5) No politics (including niche/pet causes)!

Psychosplodge
03-17-2012, 04:45 PM
Don't about half the front page break that?

Hive Mind
03-17-2012, 04:53 PM
Indeed. I've noticed that a lot of wargaming forums have 'no politics' rules that for some unexplainable reason aren't enforced when the politics being posted adhere to the kind of half-baked rightwing crap that most wargamers seem to be into.

Psychosplodge
03-17-2012, 04:56 PM
I don't think it should matter which "wing" you're on, as long as it doesn't descend into pinching and name calling lol

Hive Mind
03-17-2012, 04:58 PM
It shouldn't, but it does seem to.

Psychosplodge
03-17-2012, 05:01 PM
I can't help it ;)

Grenadier
03-17-2012, 07:59 PM
There's a reason it's called the "right wing." That's because the left wing is always wrong.

Hive Mind
03-17-2012, 08:01 PM
How terribly droll.

Grenadier
03-17-2012, 08:08 PM
Egads sir! Droll? How terribly pretentious a word! Droll you say? Droll is how I roll! Shall I strike a hip hop pose for you and say something like "word to yo muth beeeeyotch?"
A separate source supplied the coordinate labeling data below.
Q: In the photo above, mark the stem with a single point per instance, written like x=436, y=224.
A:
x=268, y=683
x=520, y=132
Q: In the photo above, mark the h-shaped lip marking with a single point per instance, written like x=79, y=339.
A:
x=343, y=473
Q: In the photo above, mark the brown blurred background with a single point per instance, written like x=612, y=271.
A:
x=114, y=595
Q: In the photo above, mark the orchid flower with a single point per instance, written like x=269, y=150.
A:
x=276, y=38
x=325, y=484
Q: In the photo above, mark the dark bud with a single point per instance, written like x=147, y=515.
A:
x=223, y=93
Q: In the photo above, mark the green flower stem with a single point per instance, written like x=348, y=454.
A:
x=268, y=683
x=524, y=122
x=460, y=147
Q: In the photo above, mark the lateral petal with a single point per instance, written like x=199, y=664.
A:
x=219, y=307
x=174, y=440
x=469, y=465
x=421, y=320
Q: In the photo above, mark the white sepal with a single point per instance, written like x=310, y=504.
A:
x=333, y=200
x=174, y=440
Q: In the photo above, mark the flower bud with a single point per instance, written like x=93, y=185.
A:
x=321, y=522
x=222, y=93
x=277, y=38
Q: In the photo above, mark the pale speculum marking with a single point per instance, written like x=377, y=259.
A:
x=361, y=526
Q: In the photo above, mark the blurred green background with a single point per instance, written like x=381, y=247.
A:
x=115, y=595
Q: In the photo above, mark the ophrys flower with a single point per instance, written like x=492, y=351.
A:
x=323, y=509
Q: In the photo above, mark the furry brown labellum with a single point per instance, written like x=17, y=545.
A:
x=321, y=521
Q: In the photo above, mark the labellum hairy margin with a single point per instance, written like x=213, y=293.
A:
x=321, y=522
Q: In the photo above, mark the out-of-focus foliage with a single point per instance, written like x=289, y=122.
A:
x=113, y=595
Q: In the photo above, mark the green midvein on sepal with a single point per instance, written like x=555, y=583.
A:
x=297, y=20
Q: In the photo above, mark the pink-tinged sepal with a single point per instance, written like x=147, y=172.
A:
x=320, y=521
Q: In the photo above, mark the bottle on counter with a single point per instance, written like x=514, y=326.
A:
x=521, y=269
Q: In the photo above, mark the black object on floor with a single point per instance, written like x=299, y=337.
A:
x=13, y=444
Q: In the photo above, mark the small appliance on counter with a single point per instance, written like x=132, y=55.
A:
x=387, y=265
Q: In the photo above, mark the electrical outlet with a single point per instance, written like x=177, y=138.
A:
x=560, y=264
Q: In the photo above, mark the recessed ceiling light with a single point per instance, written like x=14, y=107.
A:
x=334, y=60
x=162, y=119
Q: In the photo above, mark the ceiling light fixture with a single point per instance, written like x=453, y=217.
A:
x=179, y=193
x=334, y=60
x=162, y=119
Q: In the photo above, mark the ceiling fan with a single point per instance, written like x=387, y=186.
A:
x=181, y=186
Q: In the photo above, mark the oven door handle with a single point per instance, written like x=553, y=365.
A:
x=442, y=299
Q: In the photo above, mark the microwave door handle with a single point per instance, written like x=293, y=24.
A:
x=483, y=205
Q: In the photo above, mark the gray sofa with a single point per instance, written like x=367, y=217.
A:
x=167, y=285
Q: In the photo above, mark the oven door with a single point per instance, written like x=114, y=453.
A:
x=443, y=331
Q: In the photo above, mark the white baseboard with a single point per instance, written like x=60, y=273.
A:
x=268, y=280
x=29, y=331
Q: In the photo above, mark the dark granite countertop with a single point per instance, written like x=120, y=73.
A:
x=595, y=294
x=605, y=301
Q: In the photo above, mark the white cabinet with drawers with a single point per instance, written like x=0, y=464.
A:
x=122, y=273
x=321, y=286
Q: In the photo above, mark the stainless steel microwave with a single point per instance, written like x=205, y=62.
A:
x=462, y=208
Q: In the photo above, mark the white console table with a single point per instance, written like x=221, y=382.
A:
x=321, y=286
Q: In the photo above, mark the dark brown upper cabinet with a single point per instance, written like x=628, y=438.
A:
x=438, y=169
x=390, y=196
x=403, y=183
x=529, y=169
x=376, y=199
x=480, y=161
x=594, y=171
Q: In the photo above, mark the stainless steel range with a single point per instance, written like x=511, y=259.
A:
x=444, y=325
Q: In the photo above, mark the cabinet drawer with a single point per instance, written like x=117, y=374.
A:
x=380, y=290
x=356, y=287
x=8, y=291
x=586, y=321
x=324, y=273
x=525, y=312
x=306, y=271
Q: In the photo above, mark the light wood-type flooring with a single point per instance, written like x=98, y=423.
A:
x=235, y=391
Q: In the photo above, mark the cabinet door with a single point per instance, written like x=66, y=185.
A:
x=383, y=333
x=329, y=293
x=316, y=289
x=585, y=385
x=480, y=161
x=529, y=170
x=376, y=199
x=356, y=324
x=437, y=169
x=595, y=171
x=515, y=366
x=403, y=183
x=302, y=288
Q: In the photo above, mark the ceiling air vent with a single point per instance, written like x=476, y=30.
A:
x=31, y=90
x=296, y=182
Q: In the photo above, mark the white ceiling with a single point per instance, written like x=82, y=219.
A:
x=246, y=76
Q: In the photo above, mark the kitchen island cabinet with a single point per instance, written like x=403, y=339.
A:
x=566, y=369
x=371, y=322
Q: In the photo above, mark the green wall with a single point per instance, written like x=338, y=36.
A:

Anyway..who is this "Jane" anyway?

Hive Mind
03-17-2012, 08:13 PM
"Droll" is pretentious? Perfectly ordinary word, m'boy.

Jane is presumably some poor woman currently sat in a shaming room awaiting the rape that the state has legislated for her.

Grenadier
03-17-2012, 08:40 PM
Pretentious in the way the "Egregious Englishman" uses those "five dollar fancy words" way. (E.E. is a character a friend and I developed once. Very high society type sneering at the lesser people and using lots of "big words.)

Shaming room? That's what I call the exam room when I have to get a check up with a doc.

Hive Mind
03-18-2012, 07:40 AM
So droll is a fancy word when an Englishman uses it, but egregious isn't when an American uses it.

Your neuroses are showing, my dear.

Verilance
03-18-2012, 08:59 AM
Anyway..who is this "Jane" anyway?

for those of you much younger than I, "Jane" is Jane Curtain from Saturday Night Live in the mid 70's

In Counterpoint sketch Dan Ackroyd would begin his argument with the afore mentioned phrase

http://www.youtube.com/watch?feature=player_detailpage&v=k80nW6AOhTs

Grenadier
03-18-2012, 02:15 PM
I'm 36 so I can't rightly remember anything from the late 70's. But I'm well familiar with Dan Ackroyd. As well as all those old school funny guys you don't see anymore.